Frequently asked questions about mobile health clinics

Who can mobile clinics serve?
The population served depends on the goals and resources of each children’s hospital. Some non-clinical indicators to look for, according to a report from Mobile Health Map, are areas with transportation barriers, shortages of providers, and high utilization of community resources. Clinical indicators could include high readmissions, low outpatient visits, and high ED utilization and costs. Talking with community organizations, schools, managed care organizations, and insurance companies can also provide insight into populations or conditions that could benefit from a mobile clinic.

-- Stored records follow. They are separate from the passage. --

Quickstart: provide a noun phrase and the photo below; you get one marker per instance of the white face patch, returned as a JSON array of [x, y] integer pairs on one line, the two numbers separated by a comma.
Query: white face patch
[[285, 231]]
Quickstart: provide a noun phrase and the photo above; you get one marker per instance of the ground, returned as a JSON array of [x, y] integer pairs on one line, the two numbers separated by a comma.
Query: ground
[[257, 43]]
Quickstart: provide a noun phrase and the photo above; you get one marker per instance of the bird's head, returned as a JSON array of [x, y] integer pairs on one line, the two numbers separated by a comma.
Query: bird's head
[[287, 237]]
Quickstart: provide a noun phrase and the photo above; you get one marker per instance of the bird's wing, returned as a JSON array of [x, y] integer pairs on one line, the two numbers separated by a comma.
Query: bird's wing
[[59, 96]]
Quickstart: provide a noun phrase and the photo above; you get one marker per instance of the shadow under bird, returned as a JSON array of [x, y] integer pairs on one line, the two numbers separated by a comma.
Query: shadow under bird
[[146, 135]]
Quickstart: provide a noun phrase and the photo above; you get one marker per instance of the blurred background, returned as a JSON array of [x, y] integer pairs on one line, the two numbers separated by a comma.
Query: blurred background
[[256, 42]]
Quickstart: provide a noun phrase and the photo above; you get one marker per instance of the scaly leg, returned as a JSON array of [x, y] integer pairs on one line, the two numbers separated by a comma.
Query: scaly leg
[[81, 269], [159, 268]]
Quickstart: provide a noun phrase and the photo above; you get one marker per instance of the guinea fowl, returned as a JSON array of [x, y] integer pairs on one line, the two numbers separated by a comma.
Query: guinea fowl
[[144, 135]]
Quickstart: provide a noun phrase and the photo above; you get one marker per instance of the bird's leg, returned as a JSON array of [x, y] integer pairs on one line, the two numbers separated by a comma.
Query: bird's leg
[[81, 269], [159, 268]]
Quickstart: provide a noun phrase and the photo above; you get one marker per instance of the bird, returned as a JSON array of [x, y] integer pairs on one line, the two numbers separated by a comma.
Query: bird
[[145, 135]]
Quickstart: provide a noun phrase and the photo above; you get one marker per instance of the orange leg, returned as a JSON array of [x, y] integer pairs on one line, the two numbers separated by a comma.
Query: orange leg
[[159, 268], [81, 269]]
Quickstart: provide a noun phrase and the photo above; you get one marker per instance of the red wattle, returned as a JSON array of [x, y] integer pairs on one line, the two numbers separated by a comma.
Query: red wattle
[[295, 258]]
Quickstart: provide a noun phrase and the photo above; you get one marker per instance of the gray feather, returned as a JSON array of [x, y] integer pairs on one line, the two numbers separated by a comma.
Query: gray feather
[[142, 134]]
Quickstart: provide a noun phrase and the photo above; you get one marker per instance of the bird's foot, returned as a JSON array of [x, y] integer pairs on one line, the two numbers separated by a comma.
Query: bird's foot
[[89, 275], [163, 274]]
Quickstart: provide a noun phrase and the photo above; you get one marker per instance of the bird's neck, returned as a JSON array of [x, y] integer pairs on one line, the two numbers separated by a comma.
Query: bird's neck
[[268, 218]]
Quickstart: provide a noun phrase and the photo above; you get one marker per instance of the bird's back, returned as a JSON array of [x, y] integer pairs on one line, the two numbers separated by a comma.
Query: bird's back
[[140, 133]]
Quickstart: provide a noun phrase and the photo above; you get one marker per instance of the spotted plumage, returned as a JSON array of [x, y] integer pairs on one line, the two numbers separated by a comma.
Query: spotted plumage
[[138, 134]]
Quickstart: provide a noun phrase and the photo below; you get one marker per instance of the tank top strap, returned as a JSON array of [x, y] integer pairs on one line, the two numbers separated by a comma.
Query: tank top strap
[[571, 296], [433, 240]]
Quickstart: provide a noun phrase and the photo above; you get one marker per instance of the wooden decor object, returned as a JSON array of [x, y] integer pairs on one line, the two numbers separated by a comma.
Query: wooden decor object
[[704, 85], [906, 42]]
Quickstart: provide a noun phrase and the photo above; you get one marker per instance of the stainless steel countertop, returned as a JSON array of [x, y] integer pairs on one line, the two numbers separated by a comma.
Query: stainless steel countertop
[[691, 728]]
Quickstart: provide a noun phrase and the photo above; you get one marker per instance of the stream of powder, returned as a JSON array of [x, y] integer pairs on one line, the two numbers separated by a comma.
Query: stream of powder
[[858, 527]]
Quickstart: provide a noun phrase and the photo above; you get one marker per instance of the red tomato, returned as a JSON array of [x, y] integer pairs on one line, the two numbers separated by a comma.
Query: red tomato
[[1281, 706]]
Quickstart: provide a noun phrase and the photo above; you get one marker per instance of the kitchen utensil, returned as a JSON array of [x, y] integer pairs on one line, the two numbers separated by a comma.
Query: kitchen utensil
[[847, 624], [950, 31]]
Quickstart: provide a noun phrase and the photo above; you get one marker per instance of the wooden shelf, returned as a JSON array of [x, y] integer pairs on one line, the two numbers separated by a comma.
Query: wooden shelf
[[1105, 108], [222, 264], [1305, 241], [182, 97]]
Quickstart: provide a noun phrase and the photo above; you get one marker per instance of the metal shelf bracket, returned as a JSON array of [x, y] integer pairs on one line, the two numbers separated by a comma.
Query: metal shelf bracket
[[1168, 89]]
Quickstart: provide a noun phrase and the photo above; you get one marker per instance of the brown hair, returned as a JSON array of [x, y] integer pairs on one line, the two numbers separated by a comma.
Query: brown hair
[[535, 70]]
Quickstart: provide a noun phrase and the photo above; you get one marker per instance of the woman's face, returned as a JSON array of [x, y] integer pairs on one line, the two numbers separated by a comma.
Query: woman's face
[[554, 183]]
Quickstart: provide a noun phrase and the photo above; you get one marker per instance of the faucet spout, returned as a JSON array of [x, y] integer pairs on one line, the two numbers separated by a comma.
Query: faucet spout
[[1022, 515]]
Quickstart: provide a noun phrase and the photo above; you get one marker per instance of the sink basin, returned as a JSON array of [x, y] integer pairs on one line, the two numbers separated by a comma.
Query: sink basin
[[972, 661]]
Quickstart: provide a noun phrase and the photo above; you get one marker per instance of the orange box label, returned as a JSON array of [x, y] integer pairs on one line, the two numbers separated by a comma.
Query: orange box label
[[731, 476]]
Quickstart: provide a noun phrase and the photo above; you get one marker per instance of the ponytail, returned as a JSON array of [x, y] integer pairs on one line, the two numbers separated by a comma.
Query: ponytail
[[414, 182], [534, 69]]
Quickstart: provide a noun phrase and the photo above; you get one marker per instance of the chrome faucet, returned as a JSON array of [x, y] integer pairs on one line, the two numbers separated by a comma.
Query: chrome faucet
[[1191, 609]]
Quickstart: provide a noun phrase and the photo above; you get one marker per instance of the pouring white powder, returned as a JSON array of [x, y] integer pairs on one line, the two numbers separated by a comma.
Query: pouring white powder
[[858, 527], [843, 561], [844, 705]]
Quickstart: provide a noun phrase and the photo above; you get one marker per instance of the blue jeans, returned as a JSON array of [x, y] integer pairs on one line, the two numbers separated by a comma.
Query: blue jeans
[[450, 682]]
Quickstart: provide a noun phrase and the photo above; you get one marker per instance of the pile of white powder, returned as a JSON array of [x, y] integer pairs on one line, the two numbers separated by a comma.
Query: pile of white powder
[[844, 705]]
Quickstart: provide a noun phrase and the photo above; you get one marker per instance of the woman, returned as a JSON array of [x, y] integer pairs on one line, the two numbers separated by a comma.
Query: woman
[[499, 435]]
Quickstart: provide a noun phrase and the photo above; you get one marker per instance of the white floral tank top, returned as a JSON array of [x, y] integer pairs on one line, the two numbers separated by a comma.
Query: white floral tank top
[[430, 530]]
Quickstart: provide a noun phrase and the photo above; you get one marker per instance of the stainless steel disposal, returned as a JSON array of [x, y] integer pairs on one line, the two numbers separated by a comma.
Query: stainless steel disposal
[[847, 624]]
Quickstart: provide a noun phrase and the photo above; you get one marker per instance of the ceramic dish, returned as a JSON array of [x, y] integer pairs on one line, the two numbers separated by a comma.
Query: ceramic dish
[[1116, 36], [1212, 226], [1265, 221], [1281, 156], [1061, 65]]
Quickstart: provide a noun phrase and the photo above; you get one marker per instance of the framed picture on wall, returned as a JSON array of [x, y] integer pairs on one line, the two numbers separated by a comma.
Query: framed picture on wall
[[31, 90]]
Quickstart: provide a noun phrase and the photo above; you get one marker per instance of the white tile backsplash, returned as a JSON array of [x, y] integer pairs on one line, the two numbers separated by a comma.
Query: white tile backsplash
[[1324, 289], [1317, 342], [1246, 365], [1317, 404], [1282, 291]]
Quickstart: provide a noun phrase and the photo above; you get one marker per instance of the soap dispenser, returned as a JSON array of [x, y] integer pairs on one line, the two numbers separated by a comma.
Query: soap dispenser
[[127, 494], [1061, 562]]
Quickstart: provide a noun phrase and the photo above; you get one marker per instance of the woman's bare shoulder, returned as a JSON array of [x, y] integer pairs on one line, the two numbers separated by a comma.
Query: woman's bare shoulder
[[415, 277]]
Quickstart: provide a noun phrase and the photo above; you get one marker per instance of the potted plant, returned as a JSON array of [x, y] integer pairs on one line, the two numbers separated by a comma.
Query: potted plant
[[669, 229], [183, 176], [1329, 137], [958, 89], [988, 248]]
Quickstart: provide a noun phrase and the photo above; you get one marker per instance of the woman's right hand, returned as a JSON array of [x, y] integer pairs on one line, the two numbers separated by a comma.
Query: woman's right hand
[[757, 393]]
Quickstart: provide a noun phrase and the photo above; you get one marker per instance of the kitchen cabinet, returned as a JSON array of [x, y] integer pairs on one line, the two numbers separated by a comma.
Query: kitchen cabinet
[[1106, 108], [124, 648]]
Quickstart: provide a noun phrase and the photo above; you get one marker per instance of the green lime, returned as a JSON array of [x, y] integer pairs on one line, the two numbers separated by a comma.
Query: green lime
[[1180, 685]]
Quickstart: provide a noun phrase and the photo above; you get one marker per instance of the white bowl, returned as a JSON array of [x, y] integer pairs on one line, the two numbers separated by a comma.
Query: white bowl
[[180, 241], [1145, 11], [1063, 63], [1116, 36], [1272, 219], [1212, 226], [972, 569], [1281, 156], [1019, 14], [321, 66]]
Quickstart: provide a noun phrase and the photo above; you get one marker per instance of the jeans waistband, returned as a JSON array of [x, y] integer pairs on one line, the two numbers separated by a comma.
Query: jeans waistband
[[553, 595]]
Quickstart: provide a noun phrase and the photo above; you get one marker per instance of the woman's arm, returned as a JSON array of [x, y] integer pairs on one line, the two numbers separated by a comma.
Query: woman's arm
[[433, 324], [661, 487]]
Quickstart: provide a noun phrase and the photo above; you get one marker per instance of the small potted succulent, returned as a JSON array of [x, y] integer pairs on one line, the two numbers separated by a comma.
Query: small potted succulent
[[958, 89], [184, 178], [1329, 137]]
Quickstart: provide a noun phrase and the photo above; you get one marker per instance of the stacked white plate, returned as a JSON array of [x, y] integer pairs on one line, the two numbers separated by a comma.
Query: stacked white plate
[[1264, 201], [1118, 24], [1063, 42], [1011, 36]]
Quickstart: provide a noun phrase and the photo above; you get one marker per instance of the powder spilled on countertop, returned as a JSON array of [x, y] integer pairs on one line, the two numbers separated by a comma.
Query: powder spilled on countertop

How do hospitals staff mobile clinics?
A common approach is to have a dedicated nurse, nurse practitioner and driver, with the rest of the staff rotating. At Lurie Children’s, one of 10 rotating urgent care physicians will serve once a week. Le Bonheur Children’s has LPNs alternate between the mobile unit and the office in addition to a dedicated NP. Texas Children’s clinic is staffed by Baylor College of Medicine faculty who spend their clinical time on the mobile clinics. They also have three licensed social workers for the trauma and grief unit. All the hospitals have community health workers who split time between the clinic and hospital.

Do mobile health clinics take walk-ins or appointments?
Walk-ins allow people to receive care who may not have been aware of the clinic ahead of time—but this can result in people being turned away due to time constraints or only a handful of patients showing up for the whole day. Appointments ensure everyone gets seen, the required documentation happens before the visit, and enough patients show up to make the trip effective.

How is care at mobile clinics billed?
Although mobile clinics are financially supported by a combination of sources, for some children’s hospitals, billing insurance is necessary to remain sustainable. (Most mobile clinics run by children’s hospitals do not require any payment from the patients themselves). Billing can be a burden for mobile clinics, and in Texas Children’s experience, fewer patients come when they are billed because of the documentation requirements.